Hospice Pioneer Florence Wald, 91, Mourned
Nursing and hospice organizations are honoring the life of Florence Wald, who is credited with founding hospice care in America. Wald, who died at her home in Branford, Conn., on Nov. 8 at age 91, was dean of the Yale University School of Nursing from 1959 to 1965, leaving that post to work with Cicely Saunders from Saint Christopher's Hospice in London. When Wald returned to New Haven, Conn., she organized an interdisciplinary team from Yale to do research about the needs of terminally ill patients and subsequently opened the first U.S. hospice in 1971. Today, there are 4,700 hospices nationwide, according to a biography of Wald, "Pioneer in Hospice Care," written by Cynthia C. Adams RN, MSN, EdD.

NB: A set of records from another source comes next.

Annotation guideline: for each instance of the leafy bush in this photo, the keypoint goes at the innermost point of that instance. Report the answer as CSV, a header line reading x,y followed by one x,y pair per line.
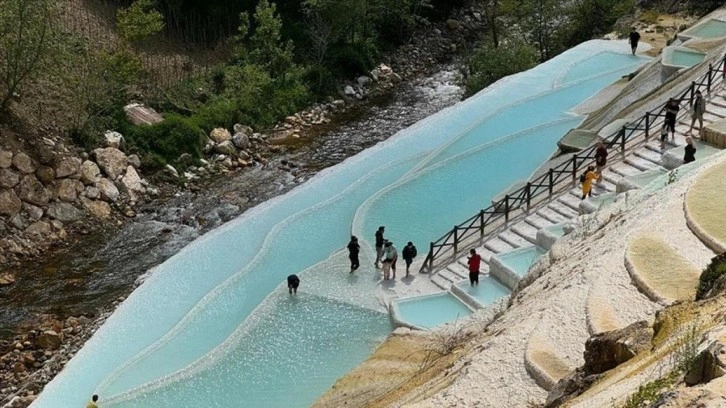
x,y
488,64
715,270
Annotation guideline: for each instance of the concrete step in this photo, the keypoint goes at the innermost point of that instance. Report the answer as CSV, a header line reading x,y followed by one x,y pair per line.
x,y
526,231
513,239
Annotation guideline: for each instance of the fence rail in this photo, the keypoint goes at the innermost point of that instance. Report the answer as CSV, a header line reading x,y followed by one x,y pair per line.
x,y
500,212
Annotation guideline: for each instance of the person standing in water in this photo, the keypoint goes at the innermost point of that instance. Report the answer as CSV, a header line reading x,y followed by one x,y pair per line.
x,y
292,283
634,38
353,250
690,155
474,261
379,244
93,403
409,252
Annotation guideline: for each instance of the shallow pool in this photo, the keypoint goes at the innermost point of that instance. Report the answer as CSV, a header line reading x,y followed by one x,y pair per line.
x,y
430,311
213,325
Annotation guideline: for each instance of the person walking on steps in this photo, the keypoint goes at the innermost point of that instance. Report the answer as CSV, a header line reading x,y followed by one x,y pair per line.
x,y
699,108
601,157
474,261
379,244
634,38
690,155
292,283
409,252
672,108
586,179
93,403
353,251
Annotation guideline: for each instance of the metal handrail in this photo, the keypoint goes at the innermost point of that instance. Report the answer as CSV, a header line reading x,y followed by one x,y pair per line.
x,y
523,196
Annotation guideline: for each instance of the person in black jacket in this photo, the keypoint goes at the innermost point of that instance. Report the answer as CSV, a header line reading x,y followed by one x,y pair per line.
x,y
353,250
408,253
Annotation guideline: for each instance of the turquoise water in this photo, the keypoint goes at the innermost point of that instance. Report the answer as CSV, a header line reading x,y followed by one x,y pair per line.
x,y
683,58
709,29
431,311
488,290
213,325
519,260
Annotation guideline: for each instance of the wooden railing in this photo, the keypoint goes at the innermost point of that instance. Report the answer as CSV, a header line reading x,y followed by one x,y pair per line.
x,y
521,199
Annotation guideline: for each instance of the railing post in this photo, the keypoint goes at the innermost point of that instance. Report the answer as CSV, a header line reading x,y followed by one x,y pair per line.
x,y
481,223
552,180
506,208
529,195
647,125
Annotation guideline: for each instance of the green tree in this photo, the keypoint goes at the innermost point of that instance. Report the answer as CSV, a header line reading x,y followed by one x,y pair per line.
x,y
25,34
139,21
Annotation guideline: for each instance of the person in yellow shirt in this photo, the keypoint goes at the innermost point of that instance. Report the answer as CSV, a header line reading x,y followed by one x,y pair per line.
x,y
587,179
93,403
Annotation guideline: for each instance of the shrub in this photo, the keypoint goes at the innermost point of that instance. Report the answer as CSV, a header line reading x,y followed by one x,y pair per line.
x,y
708,280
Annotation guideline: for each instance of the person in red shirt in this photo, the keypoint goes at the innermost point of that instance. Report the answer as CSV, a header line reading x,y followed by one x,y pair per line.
x,y
474,263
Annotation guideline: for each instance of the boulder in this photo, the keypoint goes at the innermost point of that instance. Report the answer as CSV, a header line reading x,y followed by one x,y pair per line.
x,y
67,166
132,184
88,172
32,191
114,139
98,209
6,159
49,340
64,212
9,178
226,148
108,190
219,135
38,229
605,351
135,161
35,213
112,161
139,114
710,364
67,190
241,140
24,163
45,174
10,204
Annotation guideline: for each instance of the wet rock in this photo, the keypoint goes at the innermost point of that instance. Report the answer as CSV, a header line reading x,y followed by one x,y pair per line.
x,y
710,364
35,213
49,340
605,351
241,140
38,229
226,148
6,159
135,161
98,209
7,278
88,172
139,114
114,139
132,184
113,162
45,174
67,190
108,190
9,178
32,191
24,163
64,212
67,166
219,135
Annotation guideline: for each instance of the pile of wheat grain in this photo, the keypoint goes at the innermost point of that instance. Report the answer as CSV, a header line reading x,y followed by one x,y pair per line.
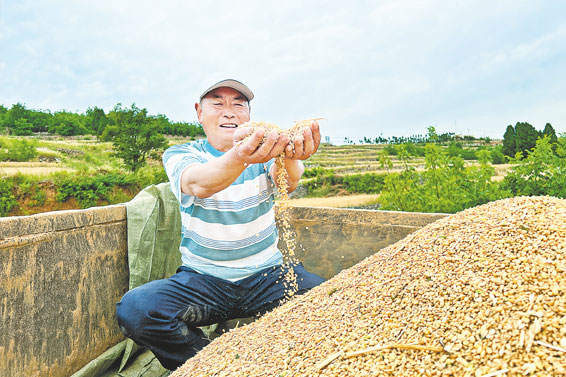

Wald, RN, MSN, FAAN, received a Founders Award from the National Hospice Association, a Distinguished Woman of Connecticut Award from the governor of Connecticut, fellowship in the American Academy of Nursing, and three honorary doctoral degrees. She was inducted into the American Nurses Association's Hall of Fame in 1996. The Connecticut Nurses Association established the Florence S. Wald Award for Outstanding Contributions to Nursing Practice, and the Hospice and Palliative Nurses Foundation created the HPNF Florence Wald Fellows Program in her honor.
Adams writes that Wald continued working during the last decade of her life to bring hospice care to prisons in the United States. The Washington Post published an obituary for her today.